Human Rights Watch on Monday urged Senegal to revise new anti-terror legislation that it warned could stifle government criticism by punishing political speech and protests as “terrorist acts”.
In a statement, the rights group said the new laws would “dangerously expand police surveillance powers” in the West African country and threaten the right to association by targeting the leaders of unions and political parties.
Senegal’s national assembly passed two contested anti-terror bills on June 25, despite push-back from opposition parties.
The government argued that the laws are intended to strengthen its fight against terror groups, but opposition parties maintain they are designed to silence dissent.
One clause which has provoked criticism defines “seriously disturbing public order” as an act of terrorism.
On Monday, Human Rights Watch (HRW) said that this “vague definition could be used to criminalise peaceful political activities and infringe on freedom of association and assembly”.
It added that the legislation would also allow law-enforcement officials to surveil terrorism suspects without seeking authorisation from a judge.
Leaders of trade unions or political parties can be held responsible for offences committed by their organisations under the new rules, HRW said.
Police would also be empowered to seize property from the organisations and their leaders if they are found guilty.
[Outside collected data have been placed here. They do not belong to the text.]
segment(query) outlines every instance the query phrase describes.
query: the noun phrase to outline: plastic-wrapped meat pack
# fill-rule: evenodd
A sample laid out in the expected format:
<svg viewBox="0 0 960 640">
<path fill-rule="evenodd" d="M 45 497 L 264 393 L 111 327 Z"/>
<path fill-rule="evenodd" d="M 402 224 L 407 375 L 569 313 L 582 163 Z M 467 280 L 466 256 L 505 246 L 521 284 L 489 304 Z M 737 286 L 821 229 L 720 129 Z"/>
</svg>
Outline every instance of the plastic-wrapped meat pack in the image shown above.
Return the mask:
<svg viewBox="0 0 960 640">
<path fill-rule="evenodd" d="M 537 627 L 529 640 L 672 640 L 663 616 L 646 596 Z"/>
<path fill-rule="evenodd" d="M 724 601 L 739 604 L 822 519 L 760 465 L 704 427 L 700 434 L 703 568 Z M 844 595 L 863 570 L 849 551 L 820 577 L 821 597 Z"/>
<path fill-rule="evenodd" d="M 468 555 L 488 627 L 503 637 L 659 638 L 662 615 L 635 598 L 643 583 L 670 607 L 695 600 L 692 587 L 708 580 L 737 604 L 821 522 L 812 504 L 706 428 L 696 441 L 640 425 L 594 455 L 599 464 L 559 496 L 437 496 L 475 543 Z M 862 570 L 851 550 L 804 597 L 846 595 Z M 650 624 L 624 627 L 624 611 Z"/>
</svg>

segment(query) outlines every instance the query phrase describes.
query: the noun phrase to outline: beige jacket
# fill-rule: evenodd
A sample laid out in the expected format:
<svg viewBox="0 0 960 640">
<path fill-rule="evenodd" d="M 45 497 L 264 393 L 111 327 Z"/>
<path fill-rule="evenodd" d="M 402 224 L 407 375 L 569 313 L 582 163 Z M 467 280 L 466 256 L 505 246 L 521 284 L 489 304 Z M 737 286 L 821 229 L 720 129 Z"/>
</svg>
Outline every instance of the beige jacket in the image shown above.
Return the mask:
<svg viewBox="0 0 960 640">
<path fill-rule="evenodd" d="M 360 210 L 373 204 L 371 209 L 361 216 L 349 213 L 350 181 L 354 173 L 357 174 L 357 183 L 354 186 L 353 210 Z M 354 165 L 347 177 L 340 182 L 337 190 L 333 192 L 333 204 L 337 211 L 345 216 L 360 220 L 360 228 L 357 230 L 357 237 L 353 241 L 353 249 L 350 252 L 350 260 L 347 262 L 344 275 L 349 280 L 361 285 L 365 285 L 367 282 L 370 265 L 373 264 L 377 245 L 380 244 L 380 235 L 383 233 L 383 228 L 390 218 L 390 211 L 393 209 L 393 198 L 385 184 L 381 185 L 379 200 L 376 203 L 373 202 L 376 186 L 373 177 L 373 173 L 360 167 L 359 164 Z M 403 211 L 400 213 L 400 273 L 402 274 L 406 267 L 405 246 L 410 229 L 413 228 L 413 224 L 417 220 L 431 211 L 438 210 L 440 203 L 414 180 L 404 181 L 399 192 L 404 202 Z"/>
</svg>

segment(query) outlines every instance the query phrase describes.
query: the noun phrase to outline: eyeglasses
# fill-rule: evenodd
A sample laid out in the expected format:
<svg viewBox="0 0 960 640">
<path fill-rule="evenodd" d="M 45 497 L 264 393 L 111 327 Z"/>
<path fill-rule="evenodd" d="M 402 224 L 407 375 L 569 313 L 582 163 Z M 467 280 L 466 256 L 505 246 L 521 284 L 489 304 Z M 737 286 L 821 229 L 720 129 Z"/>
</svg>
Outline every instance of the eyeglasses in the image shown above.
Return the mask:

Ilaria Allegrozzi, a senior HRW Africa researcher, was quoted in the statement as saying that Senegal has legitimate concerns about the threat of armed Islamist groups, but that the government should ensure the new laws do not “suppress basic rights”.
“The government should send the two laws back to parliament to revise the problematic provisions,” she added.
The passage of the anti-terror legislation comes amid uncertainty in Senegal over whether President Macky Sall will seek a controversial third term.
Senegalese presidents are limited to two consecutive terms, but some fear Sall will seek to exploit constitutional changes approved in a 2016 referendum to run again in 2024.
Sall has not yet signed the new anti-terror legislation into law. On June 30, 21 opposition lawmakers appealed to Senegal’s constitutional council, which rules on constitutional matters, to strike the laws down.